‘Blessed are those who mourn, for they shall be comforted.’ (Matt. 5:4)

Happy are the sad. Real joy comes from Christ, and Christ comes for the sorrowful. Not just any kind of sorrow: I mean the grief which results from poverty of spirit. To look inside and out and to know all is lost, except for the Savior who came to seek and save the lost (LK 19:10).

He waits for us to weary of our self-justifications, the hollow of our own laughter. He intercedes for us as our ‘fun’ digresses into dehumanizing others. We are exposed in the glare of Another’s nakedness.

He waits for us to admit that the ‘gay marriage’ we have championed has no real foundation and will not stand.

The law of gravity never fails: sin’s road goes down and down.

We can go a long way on our own happiness. Yet the ache of conscience can intensify too. Happy are the sad, good is the grief associated with genuine moral loss—the loss of innocence and core values that can only be reclaimed by divine help.

God dwells with the destitute but resists the ‘house-proud,’ those secure in their own defenses. While fools roost in the ‘house of pleasure, the heart of the wise is in the house of mourning.’ (EC. 7:4) He enters the temple desecrated by sin and surrendered to Mercy. He gives real comfort to those who cry: ‘Jesus!’

Dr. Joseph Nicolosi writes of how the pursuit of sexy idols is no match for the authentic longings of the grief-stricken heart. Addictions fall away when one unites original injuries with trustworthy sources of comfort. Attachment to real love displaces counterfeits. Yet union with Love Himself necessitates real grief: I am wounded! I am alone! I need a Savior, the Advocate who will never fail me!

Divine comfort now is never complete. The promise is ‘will be comforted.’ We live between the ages: the Comforter has come and is coming again. In the meantime, we can mediate that comfort one to another, always directing our hearts to the time when we shall grieve no more. In the meantime, we agree with St. Paul who describes himself as ‘sorrowful yet always rejoicing.’ (2COR. 6:10)

Happy are the sad. Our losses welcome holy love.

‘Come near to God and He will come near to you…Grieve, mourn and wail. Change your laughter into mourning and your joy to gloom. Humble yourself before the Lord, and He will lift you up.’ (James 4: 8, 9)

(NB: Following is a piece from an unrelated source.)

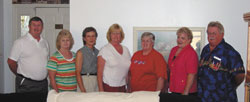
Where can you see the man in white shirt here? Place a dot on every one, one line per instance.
(28, 59)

Prayer for Monday, March 10th: ‘Father, we welcome the reminder of our poverty, and the good grief that accompanies it. Teach us to make the Valley of Baca (weeping) a place of springs. (PS 84:6) ‘

Prayer for Tuesday, March 11th: ‘Father, we grieve over the unresponsive parts of our hearts: the weak and vulnerable areas that we hate and hide. Teach us to welcome Your love where we need it most.’

Prayer for Wednesday, March 12th: ‘Father, remind us of our original injuries and the ways You have shown Yourself faithful as the God of all comfort and understanding. This Lent, secure us in the Father/child bond that breaks fear and shame and frees us to rest in You.’

Prayer for Thursday, March 13th: ‘Father, we grieve over hearts unresponsive to Your mercy, especially our loved ones. We admit that we can hate those we love most due to how deeply they impact us. We are reactive creatures, poor in love: comfort us so that we might comfort those who need Your love through us.’

Prayer for Friday, March 14th: ‘Father, we grieve over the sexual immorality all around us. We cry out for repentance, beginning with ourselves, and ask that we might manifest holy comfort to sinners; hasten their turning back to You.’

Prayer for Saturday, March 15th: ‘Out of sorrow, let joy arise. Remind us of all the ways that You have comforted us in our afflictions.’

Prayer for Sunday, March 16th: ‘Help Your Church to be the site where we recognize sin and grieve over it. Let Your Church also be the juncture where we exchange our grave clothes for robes of righteousness.’